- The Midwest multifamily market outperformed the national average, with an occupancy rate of 94.7% in August compared to 94.1%.
- Detroit was one of only five major U.S. apartment markets to experience occupancy growth of 50 basis points or more in the past year.
- Milwaukee ranked fourth-best nationally, with a 95.8% occupancy rate despite an 80 bps YoY decline.
New research from RealPage reveals that the Midwest multifamily market continues to outperform the national average in occupancy, as reported in GlobeSt.
Exceeding Expectations
In August, the region’s major markets recorded an average occupancy rate of 94.7%, compared to the national rate of 94.1%.
Cities like Milwaukee, with a 95.8% occupancy rate, ranked among the top performers nationwide.
Detroit was one of only five major U.S. markets to see occupancy growth of 50 bps. or more in the past year, making it the only Midwest city to report such an increase.
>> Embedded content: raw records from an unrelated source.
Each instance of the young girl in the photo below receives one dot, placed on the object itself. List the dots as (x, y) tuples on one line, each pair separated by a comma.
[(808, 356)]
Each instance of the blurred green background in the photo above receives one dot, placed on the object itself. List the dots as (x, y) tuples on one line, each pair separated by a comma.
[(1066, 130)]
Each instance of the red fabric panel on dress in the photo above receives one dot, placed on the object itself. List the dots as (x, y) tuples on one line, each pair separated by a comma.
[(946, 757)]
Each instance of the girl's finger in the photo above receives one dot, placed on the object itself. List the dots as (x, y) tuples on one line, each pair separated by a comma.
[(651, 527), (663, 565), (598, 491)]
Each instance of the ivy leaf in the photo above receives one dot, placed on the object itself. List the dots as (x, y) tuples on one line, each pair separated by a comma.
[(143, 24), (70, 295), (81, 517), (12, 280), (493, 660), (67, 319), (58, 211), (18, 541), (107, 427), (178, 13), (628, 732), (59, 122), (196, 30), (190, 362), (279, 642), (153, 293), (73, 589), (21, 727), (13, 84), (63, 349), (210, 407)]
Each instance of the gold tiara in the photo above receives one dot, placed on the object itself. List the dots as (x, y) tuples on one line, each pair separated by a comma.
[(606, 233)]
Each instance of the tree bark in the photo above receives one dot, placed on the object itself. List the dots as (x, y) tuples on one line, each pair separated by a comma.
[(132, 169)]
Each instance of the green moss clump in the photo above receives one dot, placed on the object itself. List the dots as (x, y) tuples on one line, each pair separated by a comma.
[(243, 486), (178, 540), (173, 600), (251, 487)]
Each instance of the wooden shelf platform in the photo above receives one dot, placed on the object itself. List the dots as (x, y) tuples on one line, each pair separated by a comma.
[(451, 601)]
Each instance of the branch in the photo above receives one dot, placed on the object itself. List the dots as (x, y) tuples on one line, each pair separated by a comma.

This contrasts with other Midwest cities like St. Louis and Indianapolis, where occupancy rates fell below the national average.
Looking Ahead
While markets in the South face stagnating rent growth due to an influx of new apartments, Midwest and Northeast regions are expected to continue outperforming in the near term, signaling that the phase of pricing discovery is transitioning into a more stable pricing reality.